The symptoms of jet lag are real…they include exhaustion, headache, and dehydration, disorientation, anxiety, indigestion — even impaired coordination. But, a survey done recently by a doctor working for British Airways found that more than two-thirds, 67%, of us don’t know how to manage jet lag…and that just 11% tackled jet lag the right way by getting the correct mixture of light exposure, food, fluid and exercise.
The survey also found that people used all sorts of inappropriate mechanisms to cope with jet lag ranged from ‘ignoring it’… ‘to drinking alcohol through it’. Those aren’t going to help! But here are a few things that might:
Sleep is good at countering the effects of jet lag, so getting extra sleep before a big trip helps. You can’t store a lot of extra sleep so it won’t carry through for three or four days, but for 24 hours, getting extra sleep helps.Drink plenty of water on the plane. And, avoid caffine and alcohol.

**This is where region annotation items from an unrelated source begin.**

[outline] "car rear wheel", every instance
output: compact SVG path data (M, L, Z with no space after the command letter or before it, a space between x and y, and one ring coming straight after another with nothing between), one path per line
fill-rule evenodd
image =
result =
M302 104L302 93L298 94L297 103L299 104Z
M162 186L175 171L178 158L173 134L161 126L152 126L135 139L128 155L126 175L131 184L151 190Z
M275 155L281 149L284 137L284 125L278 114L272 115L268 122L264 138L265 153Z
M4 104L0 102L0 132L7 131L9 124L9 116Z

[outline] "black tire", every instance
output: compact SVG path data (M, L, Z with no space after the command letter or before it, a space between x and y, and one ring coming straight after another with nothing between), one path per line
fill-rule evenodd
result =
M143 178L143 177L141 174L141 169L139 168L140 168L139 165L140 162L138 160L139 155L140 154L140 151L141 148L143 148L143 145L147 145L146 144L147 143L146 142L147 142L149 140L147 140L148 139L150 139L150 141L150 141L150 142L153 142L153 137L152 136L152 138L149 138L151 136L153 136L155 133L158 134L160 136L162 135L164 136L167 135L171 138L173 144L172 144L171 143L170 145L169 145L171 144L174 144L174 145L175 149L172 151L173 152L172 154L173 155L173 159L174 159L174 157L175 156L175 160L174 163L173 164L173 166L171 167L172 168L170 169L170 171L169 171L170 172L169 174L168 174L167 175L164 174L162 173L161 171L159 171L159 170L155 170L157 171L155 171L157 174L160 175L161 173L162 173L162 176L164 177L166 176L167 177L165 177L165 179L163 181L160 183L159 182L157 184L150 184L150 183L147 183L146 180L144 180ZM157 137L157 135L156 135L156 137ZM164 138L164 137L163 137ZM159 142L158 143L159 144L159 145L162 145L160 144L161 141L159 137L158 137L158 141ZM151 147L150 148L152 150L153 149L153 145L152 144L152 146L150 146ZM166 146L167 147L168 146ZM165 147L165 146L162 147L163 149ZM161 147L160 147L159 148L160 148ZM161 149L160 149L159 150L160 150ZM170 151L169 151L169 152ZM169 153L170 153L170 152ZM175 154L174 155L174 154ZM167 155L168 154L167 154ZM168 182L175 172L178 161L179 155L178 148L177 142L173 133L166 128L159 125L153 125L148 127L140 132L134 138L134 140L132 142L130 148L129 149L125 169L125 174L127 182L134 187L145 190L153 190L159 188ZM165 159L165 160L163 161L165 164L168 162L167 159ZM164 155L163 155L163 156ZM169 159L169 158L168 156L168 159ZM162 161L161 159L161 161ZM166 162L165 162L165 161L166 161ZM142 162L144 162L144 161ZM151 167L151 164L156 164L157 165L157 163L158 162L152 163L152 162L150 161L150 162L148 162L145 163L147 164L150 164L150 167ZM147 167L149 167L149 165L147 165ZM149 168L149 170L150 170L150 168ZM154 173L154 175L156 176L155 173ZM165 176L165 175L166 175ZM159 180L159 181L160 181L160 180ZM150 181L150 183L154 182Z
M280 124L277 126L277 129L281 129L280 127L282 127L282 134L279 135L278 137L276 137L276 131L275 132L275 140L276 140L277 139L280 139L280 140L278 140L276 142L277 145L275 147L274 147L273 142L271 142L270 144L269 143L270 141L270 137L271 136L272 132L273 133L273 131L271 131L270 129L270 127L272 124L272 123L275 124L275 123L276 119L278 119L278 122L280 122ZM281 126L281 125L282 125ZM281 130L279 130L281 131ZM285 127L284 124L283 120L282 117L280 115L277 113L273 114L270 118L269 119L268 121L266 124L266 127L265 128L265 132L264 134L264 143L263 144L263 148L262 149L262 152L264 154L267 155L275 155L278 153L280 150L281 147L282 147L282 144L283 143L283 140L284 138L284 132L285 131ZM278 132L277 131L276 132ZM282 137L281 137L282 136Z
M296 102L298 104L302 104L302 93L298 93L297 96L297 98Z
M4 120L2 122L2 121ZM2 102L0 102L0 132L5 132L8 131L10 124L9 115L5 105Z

Get comfortable: remove your shoes; get your feet up, use earplugs, a blindfold, blanket, neck rest — whatever it takes.
Onboard, set your watch to destination time. Once you land, start eating and sleeping on the new schedule.
And studies show that exposure to bright light help resynchronize your clock; so try to expose yourself to bright daylight, without sunglasses, for at least 15 minutes as soon as you can.